A simple swap to DBA discs with Mintex or EBC Greenstuff pads plus better hoses are ideal upgrades if they need replacing and cost under £200. Better brake callipers from Racetorations and Revington TR are the next step although they cost £1000 or over (Wilwood are cheapest bet) – perhaps not needed for most users. It’s worth noting earlier TR4 stangely featured larger discs…

MEND

There’s no specific in-service worries but if you need to replace the rear drums, bear in mind that old (1979-83) Toyota Hilux front discs can be fitted after some mods as can Datsun 240/260Z stoppers (favoured in the US). Or fit Alfin alloy replacement drums which even at £600 a pair (from Revington TR) is usually cheaper and easier than a disc conversion and more than good enough.

* BODY AND TRIM

MOD

All you need is readily available off the shelf from raft of TR outfits and generally, quality is better than when new. Pepper pot-style steel wheels or optional wires look right. Fitting bib spoiler to earlier cars helps stability. Dash is walnut; shinier burr or elm types cost under £200.

MEND

TR5 bodyshells have never been made available but TR6 ones are although not from BMH (panels are though). TR Bitz used to market US-made RHD ones; now it’s left to Revington to offer handmade shells but these can cost £25-32,000 and out of reach for the majority of us!

* DIFFERENTIAL

MOD

As with Stag, trend is now to replace diff with a modified BMW set up, that comes as a bolt on fit, to mate with existing hubs. It costs thick end of £2000 but is said to offer better ratios and durability. SC Parts has new CV units with double row bearings to cure ‘TR twitch’.

MEND

Rust around the mounting brackets can lead to diff tearing itself away from the frame. That infamous ‘Triumph twitch’ can be greatly reduced, simply and cheaply, by fitting superior poly bushes and ensuring all the universal joints are sound before looking at other mods.

* REAR SUSPENSION

MOD

Depends on desire and budget. The ideal solution is to ditch the antiquated lever arm dampers in favour of a telescopic conversion set up for better damping, using an adjustable Spax kit, but there are different designs so speak to a specialist first. Again, poly bushing the trailing arms, works well.

MEND

If you’re sticking to lever arms (they can be made to work okay) ensure that they are good quality as cheap recon units don’t last. Springs prone to settle leading to a ‘nose up stance’ although it can also be due to a tired chassis frame. Ride never that good so watch you don’t over do it with the spring rate settings.

SERVICING DATA

* ENGINE OIL:  (20W/50 or 60); 8 pints

* GEARBOX:    (EP 90) 3.5 pints (including the overdrive unit)
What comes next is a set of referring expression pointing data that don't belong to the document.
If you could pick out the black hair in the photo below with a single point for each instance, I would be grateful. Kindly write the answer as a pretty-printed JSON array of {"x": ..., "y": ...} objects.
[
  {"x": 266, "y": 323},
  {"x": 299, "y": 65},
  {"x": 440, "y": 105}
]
* COOLING SYSTEM: 11 pints

* SPARK PLUGS: Champion N9Y (or equivalent) 0.025in

* C.B. POINTS: 0.014-0.016

* IGNITION TIMING: 11 degrees BTDC

* VALVE CLEARANCES: 010in (in/ex)

AND ANOTHER THING…

Cooling can be critical so consider fitting an uprated radiator if it needs renewing. Good quality electronic ignition and rolling road tune up can make standard average nick car a lot perkier. A switch to carbs is harder to achieve if racier ‘150bhp’ cam is retained. US cars similar, save engine tune and possibly lower gearing. Converting to RHD is straightforward although LHD seems to aid future resales.